Perhaps she should not have stopped and looked back. He had made no move to seek her out or to speak with her tonight. Perhaps he had not wanted any further involvement with her. She was as bold as any man in many ways, but she had never taken the initiative in seeking out any man. Perhaps she had made a mistake.

But she knew she had not. She had known as soon as she turned that he was watching her. And she had known by his gesture, slight as it was, that he wanted her to come. And she had known as soon as she was at his horse’s side and looking up into his eyes that he wanted her to ride with him again.

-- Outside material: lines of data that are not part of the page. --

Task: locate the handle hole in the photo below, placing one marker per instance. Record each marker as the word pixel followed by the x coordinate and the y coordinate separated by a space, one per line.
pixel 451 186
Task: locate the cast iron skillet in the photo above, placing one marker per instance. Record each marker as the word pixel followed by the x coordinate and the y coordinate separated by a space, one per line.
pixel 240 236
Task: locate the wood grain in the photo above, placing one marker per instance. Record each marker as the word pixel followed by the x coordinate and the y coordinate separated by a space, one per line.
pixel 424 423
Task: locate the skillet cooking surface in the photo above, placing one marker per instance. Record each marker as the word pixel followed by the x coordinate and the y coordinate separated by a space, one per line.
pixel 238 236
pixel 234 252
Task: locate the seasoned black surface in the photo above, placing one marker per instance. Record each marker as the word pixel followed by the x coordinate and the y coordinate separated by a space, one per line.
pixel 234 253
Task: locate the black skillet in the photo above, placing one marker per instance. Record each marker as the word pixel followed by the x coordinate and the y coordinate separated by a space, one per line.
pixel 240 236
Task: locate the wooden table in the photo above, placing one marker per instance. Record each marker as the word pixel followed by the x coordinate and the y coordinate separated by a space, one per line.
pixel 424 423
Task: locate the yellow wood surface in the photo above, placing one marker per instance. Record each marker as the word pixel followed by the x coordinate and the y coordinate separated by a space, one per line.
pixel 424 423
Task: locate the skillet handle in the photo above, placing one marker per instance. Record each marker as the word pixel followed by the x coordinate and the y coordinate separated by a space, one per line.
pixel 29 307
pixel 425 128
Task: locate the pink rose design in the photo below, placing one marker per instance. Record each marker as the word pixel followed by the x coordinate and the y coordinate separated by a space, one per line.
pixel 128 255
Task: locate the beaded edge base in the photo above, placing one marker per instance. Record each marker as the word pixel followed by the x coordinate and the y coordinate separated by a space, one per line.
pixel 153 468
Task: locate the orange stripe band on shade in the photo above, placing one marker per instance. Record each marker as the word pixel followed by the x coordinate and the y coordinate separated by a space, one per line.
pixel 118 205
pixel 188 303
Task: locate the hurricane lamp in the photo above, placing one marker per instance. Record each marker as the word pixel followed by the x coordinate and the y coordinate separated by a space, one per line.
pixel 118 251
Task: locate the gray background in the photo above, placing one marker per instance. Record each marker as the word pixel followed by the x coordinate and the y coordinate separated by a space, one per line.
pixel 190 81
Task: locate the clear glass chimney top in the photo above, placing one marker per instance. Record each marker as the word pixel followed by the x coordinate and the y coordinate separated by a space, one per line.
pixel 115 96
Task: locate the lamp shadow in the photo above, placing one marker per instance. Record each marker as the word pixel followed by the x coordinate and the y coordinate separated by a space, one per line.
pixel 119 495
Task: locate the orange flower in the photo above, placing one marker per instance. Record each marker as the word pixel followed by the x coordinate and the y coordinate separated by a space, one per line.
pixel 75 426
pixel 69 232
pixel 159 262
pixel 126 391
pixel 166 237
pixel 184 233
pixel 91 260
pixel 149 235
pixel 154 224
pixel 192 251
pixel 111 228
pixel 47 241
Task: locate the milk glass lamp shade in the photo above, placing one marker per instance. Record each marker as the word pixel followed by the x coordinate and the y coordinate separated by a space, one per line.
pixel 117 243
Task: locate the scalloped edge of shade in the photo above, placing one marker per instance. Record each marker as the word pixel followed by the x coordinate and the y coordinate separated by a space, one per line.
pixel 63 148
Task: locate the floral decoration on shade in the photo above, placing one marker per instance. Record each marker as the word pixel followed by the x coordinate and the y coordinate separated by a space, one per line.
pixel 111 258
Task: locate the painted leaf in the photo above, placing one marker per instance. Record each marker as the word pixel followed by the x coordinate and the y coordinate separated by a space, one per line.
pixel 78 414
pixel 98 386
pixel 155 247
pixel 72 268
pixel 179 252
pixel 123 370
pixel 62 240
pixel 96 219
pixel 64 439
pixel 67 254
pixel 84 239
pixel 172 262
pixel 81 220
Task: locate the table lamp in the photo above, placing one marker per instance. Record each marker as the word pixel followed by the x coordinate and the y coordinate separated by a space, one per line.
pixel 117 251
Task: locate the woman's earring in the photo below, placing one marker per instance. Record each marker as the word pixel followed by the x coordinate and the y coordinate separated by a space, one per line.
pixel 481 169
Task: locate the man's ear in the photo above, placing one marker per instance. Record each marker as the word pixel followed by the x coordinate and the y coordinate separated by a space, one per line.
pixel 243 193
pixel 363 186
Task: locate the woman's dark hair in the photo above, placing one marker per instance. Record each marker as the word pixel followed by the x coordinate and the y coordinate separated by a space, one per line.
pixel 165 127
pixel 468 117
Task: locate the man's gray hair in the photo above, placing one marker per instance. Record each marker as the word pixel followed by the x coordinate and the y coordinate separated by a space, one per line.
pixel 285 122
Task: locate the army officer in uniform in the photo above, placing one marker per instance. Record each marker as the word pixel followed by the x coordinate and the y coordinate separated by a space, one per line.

But she knew more than that. She knew that it was different tonight. She knew that tonight he had beckoned to her as a man and that she had come as a woman. She knew that a great deal more had happened on Saturday night than had been apparent and that a great deal more had happened during the intervening days than she had realized. She knew tonight that she had desired him on Saturday and every day and night since. And she knew quite consciously that she desired him tonight. She leaned her weight against him and nestled her head on his shoulder and closed her eyes and felt the heat of him and the strength of him. She smelled the clean smell of him.

She did try for a few moments to tell herself that she could not possibly desire a man she had never seen without the grotesque disguise, a man she did not know. She did not even know his name or his occupation or his marital status. She tried to tell herself that the daughter of the Reverend Meirion Llwyd could not possibly be indulging in and reveling in these feelings of pure physical desire for a man who was not her husband. She had never had feelings quite so intense even for Eurwyn.

But she did not fight for long. For the first time she understood the temptations that led women into sin. And sin did not even feel sinful tonight. Besides, they were just feelings. No one would be hurt by them. He would take her home and kiss her again and she would have the rest of the night in which to dream of these moments. Not as many as last time—they had worked much closer to home tonight.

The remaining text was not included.